Finns Pentti Avomaa and Markku Pekonen were students when they visited Prague in August 1968, keen to learn about Communist Czechoslovakia’s liberal reforms at first hand. However, soon after their arrival they found themselves caught up in a Warsaw Pact military operation to crush the Prague Spring. Now in their early 70s, the pair have come back to Prague to take part in events marking the invasion’s 50th anniversary.
“The situation here was rather interesting. After work people gathered and talked and talked about what the future of Czechoslovakia would be, and what kind of socialism, or communism, they wanted.”
“They weren’t fighting, but talking [laughs].”
Was there a sense of optimism, or did you feel that people were afraid?
Pekonen: “I think there was more a feeling of optimism.”
Avomaa: “We were a little bit afraid that something might happen, I think.
“Because in the spring there had been some military exercises and they continued and continued – they didn’t stop.”
Where were you when you found out that Czechoslovakia had been invaded?
Avomaa: “At about 2 o’clock in the morning we came to a night club at Strahov.
“The music stopped and at first I was a little bit angry. I was going, You should be open – why have you stopped [laughs]?
“Somebody came to explain to us, in English, that Russian troops had come.
“Of course we at first thought that it wasn’t true. But they took us outside this night club and we saw heavy airplanes landing; after every 50 seconds another plane came.
“Then we understood it was true, that the invasion had begun.”
What was your reaction to this incredible news?
Pekonen: “At least for me, the first feeling was that this sounds very improbable, that it was a huge mistake that will now happen.
“I felt that now the Russians wished to turn the wheel of history backwards.”
What kind of things did you see here on the street of Prague? I guess you would have seen crowds and tanks.
Avomaa: “We took a taxi from Strahov in the early morning and drove to the centre of the city.
“We thought that there could be some fighting. More and more people knew what was happening.
“We came to the centre and more and more people were gathering.
Did you see actual violence?
Pekonen: “Yes, we did. The major thing was actually the events at the Radio building.
“The Czechs wished to keep control of the media, I think, and there were a lot of people in the Radio building who refused to come out.
“It was at the top of Wenceslas Square, very near there.

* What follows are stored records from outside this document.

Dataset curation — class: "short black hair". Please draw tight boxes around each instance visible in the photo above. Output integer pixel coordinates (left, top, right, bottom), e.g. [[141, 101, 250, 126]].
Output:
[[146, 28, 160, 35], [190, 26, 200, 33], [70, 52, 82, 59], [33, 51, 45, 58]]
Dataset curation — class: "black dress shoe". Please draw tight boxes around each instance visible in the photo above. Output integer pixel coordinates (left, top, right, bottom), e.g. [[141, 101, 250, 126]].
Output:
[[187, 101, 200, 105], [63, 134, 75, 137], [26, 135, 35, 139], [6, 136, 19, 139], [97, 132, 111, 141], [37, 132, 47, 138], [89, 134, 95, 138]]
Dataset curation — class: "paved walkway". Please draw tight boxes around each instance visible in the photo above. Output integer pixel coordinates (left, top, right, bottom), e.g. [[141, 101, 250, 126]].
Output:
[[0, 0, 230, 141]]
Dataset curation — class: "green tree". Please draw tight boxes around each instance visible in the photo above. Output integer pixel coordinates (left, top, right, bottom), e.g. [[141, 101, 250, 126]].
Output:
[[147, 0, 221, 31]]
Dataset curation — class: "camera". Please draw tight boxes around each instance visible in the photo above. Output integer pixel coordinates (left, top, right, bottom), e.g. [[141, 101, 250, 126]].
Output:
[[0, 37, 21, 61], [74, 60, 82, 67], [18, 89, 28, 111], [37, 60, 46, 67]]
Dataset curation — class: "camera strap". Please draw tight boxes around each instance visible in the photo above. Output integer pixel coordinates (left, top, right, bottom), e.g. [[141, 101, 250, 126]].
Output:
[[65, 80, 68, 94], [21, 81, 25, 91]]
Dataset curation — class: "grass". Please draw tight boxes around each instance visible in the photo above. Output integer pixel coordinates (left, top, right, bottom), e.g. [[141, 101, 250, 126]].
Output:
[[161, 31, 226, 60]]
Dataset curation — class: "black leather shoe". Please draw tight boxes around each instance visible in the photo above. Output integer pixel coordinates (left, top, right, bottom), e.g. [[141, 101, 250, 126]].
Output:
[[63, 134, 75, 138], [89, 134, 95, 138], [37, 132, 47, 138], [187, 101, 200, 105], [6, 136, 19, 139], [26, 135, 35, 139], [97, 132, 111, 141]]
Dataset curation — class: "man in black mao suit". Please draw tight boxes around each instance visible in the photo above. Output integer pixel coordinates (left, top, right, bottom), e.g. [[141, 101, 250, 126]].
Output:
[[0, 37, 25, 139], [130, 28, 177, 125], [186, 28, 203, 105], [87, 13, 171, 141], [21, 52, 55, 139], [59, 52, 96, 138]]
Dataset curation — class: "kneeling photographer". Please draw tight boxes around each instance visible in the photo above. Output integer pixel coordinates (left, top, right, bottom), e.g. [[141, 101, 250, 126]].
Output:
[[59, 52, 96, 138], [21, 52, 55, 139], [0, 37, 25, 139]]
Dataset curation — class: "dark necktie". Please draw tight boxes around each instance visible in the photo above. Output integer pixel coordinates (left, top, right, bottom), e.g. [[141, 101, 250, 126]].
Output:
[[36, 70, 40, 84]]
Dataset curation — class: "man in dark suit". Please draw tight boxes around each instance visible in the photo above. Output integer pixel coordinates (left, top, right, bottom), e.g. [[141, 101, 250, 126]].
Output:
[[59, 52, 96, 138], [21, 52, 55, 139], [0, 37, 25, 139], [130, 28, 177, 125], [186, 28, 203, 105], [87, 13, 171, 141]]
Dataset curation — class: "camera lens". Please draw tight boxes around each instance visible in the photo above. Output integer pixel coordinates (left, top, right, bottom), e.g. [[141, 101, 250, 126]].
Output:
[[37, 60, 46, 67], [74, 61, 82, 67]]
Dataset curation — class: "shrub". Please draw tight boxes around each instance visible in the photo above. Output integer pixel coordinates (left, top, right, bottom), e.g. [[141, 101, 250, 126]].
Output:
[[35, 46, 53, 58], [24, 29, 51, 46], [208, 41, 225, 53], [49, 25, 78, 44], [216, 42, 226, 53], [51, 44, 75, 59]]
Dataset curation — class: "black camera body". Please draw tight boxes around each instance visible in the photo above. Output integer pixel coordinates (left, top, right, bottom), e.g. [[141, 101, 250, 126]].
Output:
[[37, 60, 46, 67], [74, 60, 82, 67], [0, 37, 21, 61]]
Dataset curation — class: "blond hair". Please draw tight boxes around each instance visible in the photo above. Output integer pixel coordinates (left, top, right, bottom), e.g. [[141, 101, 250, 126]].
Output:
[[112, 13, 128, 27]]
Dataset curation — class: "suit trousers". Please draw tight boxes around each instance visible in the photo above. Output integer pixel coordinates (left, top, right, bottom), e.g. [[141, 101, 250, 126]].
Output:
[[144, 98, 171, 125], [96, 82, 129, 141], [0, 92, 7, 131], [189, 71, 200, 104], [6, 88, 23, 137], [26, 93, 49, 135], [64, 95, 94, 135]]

The Russians were using loudspeakers and saying, Come out – and if you don’t we will use military violence.
“Which in the end they did. They started shooting and just watched when whole buildings started to go on fire and people were coming out.”
Avomaa: “The first violence was when this group of demonstrators arrived in front of the Communist Party.
“The soldiers began to shoot but upward, not toward people, and then we also had to run.”
How long did you stay in Prague? When did you actually leave?
Pekonen: “I don’t remember exactly, but it was around two or three days later.
“The authorities announced that all foreigners needed to be evacuated.
“They had arranged train transport for all these foreigners, and there were thousands of them.
“There were a lot of Americans, of course Germans, and Nordic students like us.
“We chose the train that went to Nuremberg, Germany and continued from there back home. The other train went to Paris, I remember.”
Today, how do you look back at that short period in your lives?
Pekonen: “We certainly think it was a quite unique experience.
“In a way we were grateful to be here, but of course they were extremely tragic events and had lots of repercussions in the whole of Europe.”
Avomaa: “Moscow said in those days that they had to take these troops to Czechoslovakia to save socialism.
“But it is a paradox – I think what happened here destroyed socialism.”
What does it mean to you guys to be back here today, 50 years later?
Avomaa: “Just today we walked near the statue of St. Václav and remembered these days.”
Pekonen: “We’ve had a life of quite many upheavals and today we feel that it’s a very important memory in our lives.
“That’s why we wanted to come here also, to respect the events and the victims, to share these events with Czech people.”